I’m unable to decide if these trousers are highly amusing or chic
“You make the starter, while I do my mascara,” I shout.
“I’ll shave, while you iron my trousers,” he says, appearing in front of me and staring down at his legs in dismay.
“Iron your own trousers,” I say, “I’ve got my own trousers to worry about.”
He gives my trousers a funny look.
“Trousers?” he says.
“Yes,” I say, “culottes are trousers, they’re just cut full to resemble a skirt.”
8.20pm.
I’m in the kitchen, fully dressed.
“Definitely not my best effort,” he says, entering the kitchen and pointing down at his crumpled trousers.
“Definitely not mine either,” I say, grinding pepper into the starter, over by the sink.
He looks over my shoulder into the bowl of shellfish.
“Yeah,” he says, “they do look a bit sort of loose and flarey.”
“Loose and flarey?” I say, looking down at the shellfish, “what are you talking about?”
“Your trousers,” he says, “why, what were you talking about?”
“The starter,” I say.
8.45pm.
We’re in the car. I’m unable to decide whether these trousers are highly amusing or chic.
“The jury is out on these trousers,” I say.
“To be honest,” my husband says, changing gear, “I’ve never been keen on shallots [sic].”
11pm.
My husband is at the dinner table, telling a true story about testicular torsion. This story has been playing on his mind ever since my sister, a nurse, told it to him yesterday.
“What’s testicular torsion?” the men all ask with anxious expressions.
“It’s when a testicle rotates,” he says, “it twists the spermatic cord and the reduced blood flow causes instant pain- unbelievably severe and massive swelling. It happened to this man just as he was getting up from the sofa. He was wearing baggy tracksuit bottoms at the time.”
The host looks at my trousers.
“He just shot out of the sofa,” I say, “and didn’t have time to uncross his legs. One of his balls got left behind.”

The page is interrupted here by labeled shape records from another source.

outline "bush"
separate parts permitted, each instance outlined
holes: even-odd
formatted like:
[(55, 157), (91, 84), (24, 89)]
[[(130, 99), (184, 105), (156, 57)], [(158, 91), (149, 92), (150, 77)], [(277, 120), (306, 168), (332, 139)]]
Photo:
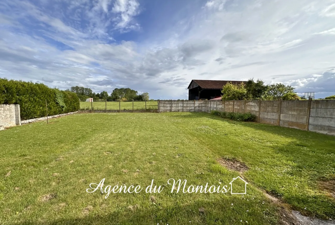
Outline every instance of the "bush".
[(250, 113), (241, 113), (212, 110), (211, 111), (211, 113), (215, 116), (218, 116), (223, 118), (227, 118), (237, 121), (255, 121), (256, 119), (256, 116)]
[[(0, 87), (0, 89), (1, 89), (1, 87)], [(325, 98), (325, 99), (335, 99), (335, 95), (332, 95), (330, 96), (328, 96), (328, 97), (326, 97)]]
[(296, 100), (300, 100), (300, 97), (296, 93), (289, 92), (283, 95), (282, 99), (284, 101)]
[(79, 98), (74, 93), (50, 88), (42, 83), (0, 78), (0, 104), (18, 104), (21, 119), (53, 115), (79, 109)]

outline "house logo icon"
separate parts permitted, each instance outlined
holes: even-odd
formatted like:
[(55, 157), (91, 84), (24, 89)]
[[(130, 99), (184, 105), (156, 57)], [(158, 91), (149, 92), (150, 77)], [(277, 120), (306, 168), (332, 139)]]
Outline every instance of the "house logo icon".
[[(236, 187), (235, 188), (234, 188), (234, 190), (236, 190), (235, 191), (234, 191), (233, 190), (233, 187), (234, 187), (234, 185), (233, 185), (233, 183), (234, 182), (236, 182), (237, 181), (237, 180), (238, 180), (238, 179), (240, 179), (240, 180), (239, 181), (240, 181), (240, 182), (241, 182), (241, 181), (244, 182), (244, 192), (243, 192), (243, 193), (241, 192), (242, 190), (241, 190), (241, 189), (239, 189), (239, 188), (238, 188), (237, 187)], [(241, 178), (239, 176), (237, 177), (236, 177), (236, 178), (232, 178), (232, 180), (231, 181), (231, 182), (230, 183), (229, 183), (229, 184), (230, 185), (230, 192), (231, 193), (231, 194), (246, 194), (247, 193), (247, 185), (248, 184), (248, 183), (247, 182), (247, 181), (246, 181), (245, 180), (243, 179), (242, 178)], [(240, 193), (238, 193), (238, 192), (240, 192)]]

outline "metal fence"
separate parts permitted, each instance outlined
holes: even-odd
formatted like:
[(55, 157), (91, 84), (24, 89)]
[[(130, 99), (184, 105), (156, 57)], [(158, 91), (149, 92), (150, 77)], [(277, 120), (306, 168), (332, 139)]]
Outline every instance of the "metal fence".
[(81, 110), (143, 110), (157, 109), (156, 101), (80, 102)]

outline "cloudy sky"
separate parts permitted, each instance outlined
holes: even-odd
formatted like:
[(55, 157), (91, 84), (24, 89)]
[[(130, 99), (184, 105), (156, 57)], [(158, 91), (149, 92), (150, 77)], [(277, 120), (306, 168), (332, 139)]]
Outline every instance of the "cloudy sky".
[(335, 0), (1, 0), (0, 77), (185, 99), (193, 79), (335, 95)]

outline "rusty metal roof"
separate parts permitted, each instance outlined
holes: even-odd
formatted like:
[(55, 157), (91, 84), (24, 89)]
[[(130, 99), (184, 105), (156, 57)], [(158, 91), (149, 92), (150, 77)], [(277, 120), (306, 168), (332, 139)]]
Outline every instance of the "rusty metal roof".
[(190, 88), (190, 86), (194, 81), (197, 85), (203, 89), (222, 89), (222, 87), (225, 85), (228, 82), (231, 82), (233, 84), (236, 85), (241, 83), (241, 82), (246, 82), (245, 81), (240, 81), (238, 80), (192, 80), (190, 85), (188, 87), (188, 89)]

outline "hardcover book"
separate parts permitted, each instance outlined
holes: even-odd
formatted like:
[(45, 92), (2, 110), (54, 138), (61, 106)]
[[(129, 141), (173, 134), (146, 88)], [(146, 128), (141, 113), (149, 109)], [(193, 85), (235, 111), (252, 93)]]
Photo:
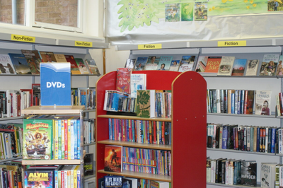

“I don’t understand,” a woman says, “what you mean by left behind, exactly.”
My husband explains until everyone is quite satisfied.
“It can just happen,” my husband concludes, “when you make a sudden movement like that in loose trousers. One of his balls is like a balloon now, apparently.”
The host looks at my trousers again. I fear he is not the only one.
Perhaps my trousers have simply become a useful visual tool for imagining a left-behind testicle - a lone balloon - in tracksuit bottoms. I hope this is the case; I hope it is not the case that the grand jury is out on my trousers.
2am.
“Just out of interest,” the host says as I am walking towards the front door, “what’s with the pants? No offence, but do they have a name, like?”
I must answer quickly, before my husband says, “shallots.”
“Palazzo pants,” I say, with as much dignity and authority as anyone can muster after half a bottle of wine, when they fear their trousers are highly amusing.
2.01am.
The verdict is in: ”Sure they can call them what they like in Italy,” he says, “but we call those clown pants over here.”